Using MRI scans to screen for prostate cancer could “significantly” reduce the number of men dying from the disease, a study suggests.
This raises genuine hope that more cases could be caught earlier, and therefore more lives saved.
An important hope, given prostate cancer is the most common cancer in men and kills 12,000 each year.
The current PSA blood test for prostate cancer certainly isn’t working well enough.
A positive PSA result (which stands a reasonable chance of being a false positive) culminates in the need for an invasive examination and a biopsy which is painful and carries some risks of its own.
It’s known to be one reason why many men, even those at higher risk (those with a family history or black ancestry) don’t come forward even if they know something isn’t right.
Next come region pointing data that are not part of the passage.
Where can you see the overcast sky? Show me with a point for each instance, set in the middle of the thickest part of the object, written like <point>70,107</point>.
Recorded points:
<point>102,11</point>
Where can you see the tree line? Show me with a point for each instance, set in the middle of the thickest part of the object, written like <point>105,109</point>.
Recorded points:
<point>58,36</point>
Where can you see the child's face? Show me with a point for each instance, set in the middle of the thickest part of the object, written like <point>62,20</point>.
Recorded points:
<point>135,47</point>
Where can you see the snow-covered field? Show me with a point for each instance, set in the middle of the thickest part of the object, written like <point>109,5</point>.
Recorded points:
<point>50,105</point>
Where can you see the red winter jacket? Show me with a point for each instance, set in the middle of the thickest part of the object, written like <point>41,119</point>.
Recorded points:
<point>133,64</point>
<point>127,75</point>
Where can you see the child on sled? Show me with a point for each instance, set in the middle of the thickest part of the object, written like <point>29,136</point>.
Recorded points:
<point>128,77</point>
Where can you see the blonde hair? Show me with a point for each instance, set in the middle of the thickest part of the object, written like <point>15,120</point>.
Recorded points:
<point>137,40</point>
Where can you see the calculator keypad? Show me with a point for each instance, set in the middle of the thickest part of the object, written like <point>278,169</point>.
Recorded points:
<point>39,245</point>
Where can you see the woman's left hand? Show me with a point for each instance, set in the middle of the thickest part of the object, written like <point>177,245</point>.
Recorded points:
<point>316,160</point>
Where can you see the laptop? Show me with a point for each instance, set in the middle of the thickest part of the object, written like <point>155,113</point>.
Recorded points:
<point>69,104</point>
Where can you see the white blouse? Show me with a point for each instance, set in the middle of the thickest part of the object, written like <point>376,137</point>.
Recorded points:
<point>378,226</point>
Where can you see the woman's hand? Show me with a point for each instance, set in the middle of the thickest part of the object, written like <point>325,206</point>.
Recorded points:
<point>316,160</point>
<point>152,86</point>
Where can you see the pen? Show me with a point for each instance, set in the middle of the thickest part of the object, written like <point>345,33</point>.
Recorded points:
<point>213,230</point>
If MRI scans could provide a much more accurate and non-invasive test – as this study suggests – it could not only improve diagnosis of individual cases but also encourage more men to come forward, saving more lives.
But there’s a way to go.
This was only a small study of 303 men. MRI scans will have to be tested on far more to prove it is clinically effective, and crucially for the NHS, cost effective.
Most prostate cancers don’t require aggressive treatment. How often and at what age should men be screened to catch the aggressive, deadly cases?
Fortunately that work is under way, and this research raises the possibility that much-needed improvements in screening for prostate cancer are available.